So, substitute `v(t) = sin(alpha t)cos^2(alpha t) ` to the formula above.

`s(t) = intsin(alpha t)cos^2(alpha t) dt`

To integrate, apply u-substitution.

Let,

`u = cos (alpha t)`

Then, differentiate u.

`du = -sin (alpha t) * alpha dt`

`-(du)/alpha = sin (alpha t) dt`

Replacing `cos (alpha t)` with `u` and `sin (alpha t)dt` with `-(du)/alpha` yields,

`s(u) = int u^2 * (-du)/alpha = -1/alpha int u^2 du`

Then, apply the power formula of integral which is `int u^n du = u^(n+1)/(n+1) + C ` .

`s(u) = -1/alpha u^3/3 + C`

`s(u)= -u^3/(3alpha) + C`

Substitute back `u= cos (alpha t)` to return to the function s(t).

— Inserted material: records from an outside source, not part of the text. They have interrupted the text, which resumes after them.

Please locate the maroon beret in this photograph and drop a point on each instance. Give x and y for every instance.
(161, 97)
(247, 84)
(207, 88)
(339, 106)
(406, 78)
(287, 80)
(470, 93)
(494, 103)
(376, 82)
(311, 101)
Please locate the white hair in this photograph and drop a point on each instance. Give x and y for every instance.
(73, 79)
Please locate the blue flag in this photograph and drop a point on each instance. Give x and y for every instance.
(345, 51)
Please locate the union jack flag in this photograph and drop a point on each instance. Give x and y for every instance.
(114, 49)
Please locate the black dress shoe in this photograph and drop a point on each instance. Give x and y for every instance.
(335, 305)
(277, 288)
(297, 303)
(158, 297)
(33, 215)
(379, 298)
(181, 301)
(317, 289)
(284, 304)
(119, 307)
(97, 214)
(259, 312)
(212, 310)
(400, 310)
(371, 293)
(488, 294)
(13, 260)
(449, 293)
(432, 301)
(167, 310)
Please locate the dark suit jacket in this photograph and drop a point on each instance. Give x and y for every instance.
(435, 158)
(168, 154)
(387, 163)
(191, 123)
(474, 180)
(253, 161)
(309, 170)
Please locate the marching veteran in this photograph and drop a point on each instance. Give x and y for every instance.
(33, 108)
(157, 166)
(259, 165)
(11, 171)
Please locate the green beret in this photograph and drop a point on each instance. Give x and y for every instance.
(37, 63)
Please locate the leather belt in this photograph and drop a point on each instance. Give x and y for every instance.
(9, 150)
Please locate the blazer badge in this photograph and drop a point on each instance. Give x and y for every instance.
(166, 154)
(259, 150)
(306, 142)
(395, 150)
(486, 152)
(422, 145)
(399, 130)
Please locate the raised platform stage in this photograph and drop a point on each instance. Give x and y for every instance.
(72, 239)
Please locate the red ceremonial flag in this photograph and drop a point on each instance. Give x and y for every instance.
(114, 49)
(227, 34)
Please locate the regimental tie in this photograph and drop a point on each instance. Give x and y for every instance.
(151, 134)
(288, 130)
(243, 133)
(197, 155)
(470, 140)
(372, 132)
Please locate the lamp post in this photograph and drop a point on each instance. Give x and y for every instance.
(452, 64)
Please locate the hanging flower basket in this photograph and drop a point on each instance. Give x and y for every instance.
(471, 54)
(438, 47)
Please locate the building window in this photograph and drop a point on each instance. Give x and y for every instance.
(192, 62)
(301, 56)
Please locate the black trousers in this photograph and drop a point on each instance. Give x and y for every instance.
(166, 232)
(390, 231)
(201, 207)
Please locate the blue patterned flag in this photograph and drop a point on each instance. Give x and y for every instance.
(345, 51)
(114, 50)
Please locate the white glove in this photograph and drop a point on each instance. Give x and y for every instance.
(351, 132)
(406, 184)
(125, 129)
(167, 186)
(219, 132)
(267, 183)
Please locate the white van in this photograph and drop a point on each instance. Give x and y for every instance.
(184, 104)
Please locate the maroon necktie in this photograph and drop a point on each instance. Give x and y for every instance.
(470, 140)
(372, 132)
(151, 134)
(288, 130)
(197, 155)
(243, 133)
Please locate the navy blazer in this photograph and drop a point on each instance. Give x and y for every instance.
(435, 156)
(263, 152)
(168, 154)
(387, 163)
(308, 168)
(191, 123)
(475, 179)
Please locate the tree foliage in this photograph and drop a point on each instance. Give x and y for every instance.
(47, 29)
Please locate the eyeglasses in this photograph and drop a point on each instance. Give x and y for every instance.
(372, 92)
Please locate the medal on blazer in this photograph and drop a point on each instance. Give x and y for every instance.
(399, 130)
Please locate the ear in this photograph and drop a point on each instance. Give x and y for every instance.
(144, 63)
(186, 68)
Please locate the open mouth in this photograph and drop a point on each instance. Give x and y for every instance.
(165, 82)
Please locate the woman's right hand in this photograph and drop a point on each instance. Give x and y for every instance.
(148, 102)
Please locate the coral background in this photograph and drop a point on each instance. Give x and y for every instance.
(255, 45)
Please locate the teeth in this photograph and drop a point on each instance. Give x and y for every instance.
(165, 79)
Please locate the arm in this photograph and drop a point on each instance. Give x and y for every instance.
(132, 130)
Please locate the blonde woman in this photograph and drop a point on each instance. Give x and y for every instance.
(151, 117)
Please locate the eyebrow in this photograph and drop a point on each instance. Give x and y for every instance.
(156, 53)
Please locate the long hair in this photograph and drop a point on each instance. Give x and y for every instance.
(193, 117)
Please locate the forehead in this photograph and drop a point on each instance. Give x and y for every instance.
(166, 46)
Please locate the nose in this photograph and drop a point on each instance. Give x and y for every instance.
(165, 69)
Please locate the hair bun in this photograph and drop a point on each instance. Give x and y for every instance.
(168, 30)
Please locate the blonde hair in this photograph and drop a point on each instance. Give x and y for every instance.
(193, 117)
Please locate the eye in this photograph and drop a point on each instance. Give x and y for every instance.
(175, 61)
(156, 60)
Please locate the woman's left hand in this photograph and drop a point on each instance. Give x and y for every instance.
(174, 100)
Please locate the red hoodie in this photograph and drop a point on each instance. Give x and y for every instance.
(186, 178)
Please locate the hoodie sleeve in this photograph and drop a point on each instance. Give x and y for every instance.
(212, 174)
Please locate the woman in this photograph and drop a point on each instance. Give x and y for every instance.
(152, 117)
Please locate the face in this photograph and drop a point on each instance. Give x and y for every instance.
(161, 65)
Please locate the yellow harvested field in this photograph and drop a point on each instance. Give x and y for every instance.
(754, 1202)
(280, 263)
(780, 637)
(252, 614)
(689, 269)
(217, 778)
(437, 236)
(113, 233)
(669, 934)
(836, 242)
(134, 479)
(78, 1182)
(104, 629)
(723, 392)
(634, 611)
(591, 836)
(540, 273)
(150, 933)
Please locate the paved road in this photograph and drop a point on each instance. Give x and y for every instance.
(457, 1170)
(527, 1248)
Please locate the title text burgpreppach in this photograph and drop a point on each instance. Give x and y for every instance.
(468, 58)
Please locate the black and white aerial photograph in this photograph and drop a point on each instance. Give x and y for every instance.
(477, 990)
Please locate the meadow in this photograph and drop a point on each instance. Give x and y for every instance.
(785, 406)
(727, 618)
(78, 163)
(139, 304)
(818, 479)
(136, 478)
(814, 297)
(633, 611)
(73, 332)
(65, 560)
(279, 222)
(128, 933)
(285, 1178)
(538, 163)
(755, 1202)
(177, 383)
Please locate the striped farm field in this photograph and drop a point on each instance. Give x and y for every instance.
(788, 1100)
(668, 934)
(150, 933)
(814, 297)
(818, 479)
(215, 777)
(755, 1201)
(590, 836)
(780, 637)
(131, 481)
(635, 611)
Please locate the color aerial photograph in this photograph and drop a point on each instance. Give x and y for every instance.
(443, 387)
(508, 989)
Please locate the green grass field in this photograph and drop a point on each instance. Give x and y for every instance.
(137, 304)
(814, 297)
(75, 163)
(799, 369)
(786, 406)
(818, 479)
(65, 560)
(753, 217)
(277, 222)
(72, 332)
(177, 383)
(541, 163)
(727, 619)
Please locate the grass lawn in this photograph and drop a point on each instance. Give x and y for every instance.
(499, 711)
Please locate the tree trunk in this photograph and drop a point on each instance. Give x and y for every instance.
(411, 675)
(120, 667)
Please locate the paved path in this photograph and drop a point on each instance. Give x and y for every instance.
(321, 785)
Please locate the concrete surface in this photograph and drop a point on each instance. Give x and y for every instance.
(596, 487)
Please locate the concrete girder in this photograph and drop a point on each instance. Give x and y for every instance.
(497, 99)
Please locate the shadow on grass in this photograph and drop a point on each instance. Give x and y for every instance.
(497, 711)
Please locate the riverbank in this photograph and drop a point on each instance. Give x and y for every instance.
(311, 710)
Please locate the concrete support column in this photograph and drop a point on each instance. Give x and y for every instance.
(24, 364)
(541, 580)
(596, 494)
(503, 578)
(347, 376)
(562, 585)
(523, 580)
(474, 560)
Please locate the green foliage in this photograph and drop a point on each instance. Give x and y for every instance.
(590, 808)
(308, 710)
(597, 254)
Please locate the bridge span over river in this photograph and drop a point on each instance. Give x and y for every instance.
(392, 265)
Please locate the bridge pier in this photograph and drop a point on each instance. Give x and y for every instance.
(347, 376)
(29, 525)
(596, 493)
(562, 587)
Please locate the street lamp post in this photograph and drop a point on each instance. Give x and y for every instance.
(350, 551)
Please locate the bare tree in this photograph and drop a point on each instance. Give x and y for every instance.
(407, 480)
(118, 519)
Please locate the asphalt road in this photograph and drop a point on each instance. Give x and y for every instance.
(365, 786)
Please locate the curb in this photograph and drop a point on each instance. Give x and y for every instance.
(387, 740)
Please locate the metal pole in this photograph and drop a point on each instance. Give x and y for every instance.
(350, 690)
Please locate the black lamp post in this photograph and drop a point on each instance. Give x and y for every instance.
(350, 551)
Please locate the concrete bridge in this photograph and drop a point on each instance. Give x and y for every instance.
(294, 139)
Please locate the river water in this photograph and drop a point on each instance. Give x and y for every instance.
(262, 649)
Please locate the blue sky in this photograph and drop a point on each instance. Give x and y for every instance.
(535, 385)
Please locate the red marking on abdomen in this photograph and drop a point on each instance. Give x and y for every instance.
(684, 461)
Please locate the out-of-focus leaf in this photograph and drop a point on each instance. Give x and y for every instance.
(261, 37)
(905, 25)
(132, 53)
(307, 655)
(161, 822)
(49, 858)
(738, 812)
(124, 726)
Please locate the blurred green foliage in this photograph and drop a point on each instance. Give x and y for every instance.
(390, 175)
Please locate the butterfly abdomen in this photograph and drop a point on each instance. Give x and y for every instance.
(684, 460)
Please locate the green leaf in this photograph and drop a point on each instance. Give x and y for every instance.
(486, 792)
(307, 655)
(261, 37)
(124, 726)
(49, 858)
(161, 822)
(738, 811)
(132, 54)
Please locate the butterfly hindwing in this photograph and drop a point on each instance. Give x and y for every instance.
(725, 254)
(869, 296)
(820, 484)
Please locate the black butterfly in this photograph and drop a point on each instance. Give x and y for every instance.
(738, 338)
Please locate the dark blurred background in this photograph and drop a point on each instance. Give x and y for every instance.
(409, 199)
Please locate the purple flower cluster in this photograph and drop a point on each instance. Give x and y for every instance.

`s(t) = -(cos^3 (alpha t))/(3alpha) + C`

To determine the value of C, use the given condition s(0) = 2

`2 = -(cos^3(alpha*0))/(3alpha)+ C`

`2=-1/(3alpha)+C`

`1/(3alpha)+ 2=C`

**Hence the position function is:**

**`s(t) = -(cos^3(alpha t))/(3 alpha) + 1/(3alpha)+2` **